Cool temperatures usually are desirable for proper grip. Cold temperatures are not. Bourdais had the fastest lap during the final practice session Friday – 1 minute 34.732 seconds (135.487 mph) – but that was when the ambient temperature was in the upper 50s.
“You have to accept what it gives you,” said Mike Hull, Chip Ganassi Racing’s managing director. “It will take a while to get your tires up to temperature, but that’s a relative thing for anyone. … I think we saw it in the conditions we had (Friday). Conditions rapidly changed, and people adapted to it quite quickly. I think they all learned a lot about how tires would react, particularly in cold weather.”
Chasing history: Wayne Taylor Racing will attempt to win the race for a record fourth consecutive time, breaking the record set by Ganassi in 2008. The No. 10 WTR Acura ARX-05 – co-driven by Ricky Taylor, Filipe Albuquerque, Alexander Rossi and Will Stevens – won the Motul Pole Award by winning a 100-minute qualifying race Sunday.
“We’ve done all the right things so far,” team owner Wayne Taylor said. “We have really good drivers and a really good team, and the weather conditions are certainly going to play a significant role in this race. Driving in 31- to 35-degree temperatures is going to make it extremely hard for guys to get out of the pits and keep it on the track when the surface is so cold. I see lots of yellows coming.”
Changing champions: Two months ago, Action Express Racing celebrated the Daytona Prototype international (DPi) title with the No. 31 Whelen Engineering Cadillac. The team returns for the final season of DPi with one new full-time driver.
Felipe Nasr left Action Express to join Porsche’s foray into LMDh and the Grand Touring Prototype (GTP) class, which will replace DPi as the top WeatherTech Championship class in 2023. He’ll compete this weekend in the GTD PRO class, but former teammate Pipo Derani will carry on in the No. 31 with new fulltime co-driver Tristan Nunez and endurance specialist Mike Conway.

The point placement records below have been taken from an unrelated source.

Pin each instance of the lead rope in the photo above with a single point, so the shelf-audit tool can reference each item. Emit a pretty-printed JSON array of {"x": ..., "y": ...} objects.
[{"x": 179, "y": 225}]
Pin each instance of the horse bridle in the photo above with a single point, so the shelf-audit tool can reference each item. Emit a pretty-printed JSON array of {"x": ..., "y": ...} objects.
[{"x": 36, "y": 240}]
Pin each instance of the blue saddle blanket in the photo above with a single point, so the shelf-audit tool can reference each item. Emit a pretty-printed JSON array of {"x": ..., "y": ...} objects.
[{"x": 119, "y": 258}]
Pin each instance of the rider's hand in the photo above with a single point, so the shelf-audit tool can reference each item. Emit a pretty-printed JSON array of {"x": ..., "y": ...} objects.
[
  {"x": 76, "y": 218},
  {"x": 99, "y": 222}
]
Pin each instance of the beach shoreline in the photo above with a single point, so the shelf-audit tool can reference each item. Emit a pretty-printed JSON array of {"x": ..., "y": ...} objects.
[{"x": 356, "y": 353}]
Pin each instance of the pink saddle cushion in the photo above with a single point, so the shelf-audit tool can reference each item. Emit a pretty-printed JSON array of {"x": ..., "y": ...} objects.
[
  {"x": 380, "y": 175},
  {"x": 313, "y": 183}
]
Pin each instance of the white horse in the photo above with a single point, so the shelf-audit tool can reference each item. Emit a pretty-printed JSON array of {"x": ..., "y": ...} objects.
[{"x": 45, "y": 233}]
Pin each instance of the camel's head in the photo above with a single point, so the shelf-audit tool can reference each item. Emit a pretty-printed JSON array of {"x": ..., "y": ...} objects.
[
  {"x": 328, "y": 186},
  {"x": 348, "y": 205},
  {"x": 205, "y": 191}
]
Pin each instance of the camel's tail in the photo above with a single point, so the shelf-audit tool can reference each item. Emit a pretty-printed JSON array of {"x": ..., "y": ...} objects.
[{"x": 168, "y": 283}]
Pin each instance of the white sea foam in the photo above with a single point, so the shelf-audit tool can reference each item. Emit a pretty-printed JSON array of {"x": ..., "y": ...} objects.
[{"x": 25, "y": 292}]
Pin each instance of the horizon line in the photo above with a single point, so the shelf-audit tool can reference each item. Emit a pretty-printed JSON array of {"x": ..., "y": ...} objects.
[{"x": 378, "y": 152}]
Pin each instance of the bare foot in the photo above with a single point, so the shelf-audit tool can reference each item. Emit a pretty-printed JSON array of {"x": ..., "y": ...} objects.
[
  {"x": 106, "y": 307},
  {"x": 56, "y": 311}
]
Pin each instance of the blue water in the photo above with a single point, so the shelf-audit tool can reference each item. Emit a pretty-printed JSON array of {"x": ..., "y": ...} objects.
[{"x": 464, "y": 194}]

“It is important you have camaraderie between yourself, the team and the other driver because you have to give up so much for the greater benefit of the team,” Derani said. “When you have a good relationship with your teammate, that only helps.”
Bulging Field: The numbers are in: A field of 61 cars and 235 drivers in five classes is set to race for 1,440 minutes in temperatures expected to drop to freezing overnight. The rookie Palou has received his advice.
“They told me to take it easy because it’s so long,” Palou said. “They also said, ‘Good things are going to happen, and bad things are going to happen.’ It’s all about making sure you’re in a good place in the last hour. Then the real race starts.”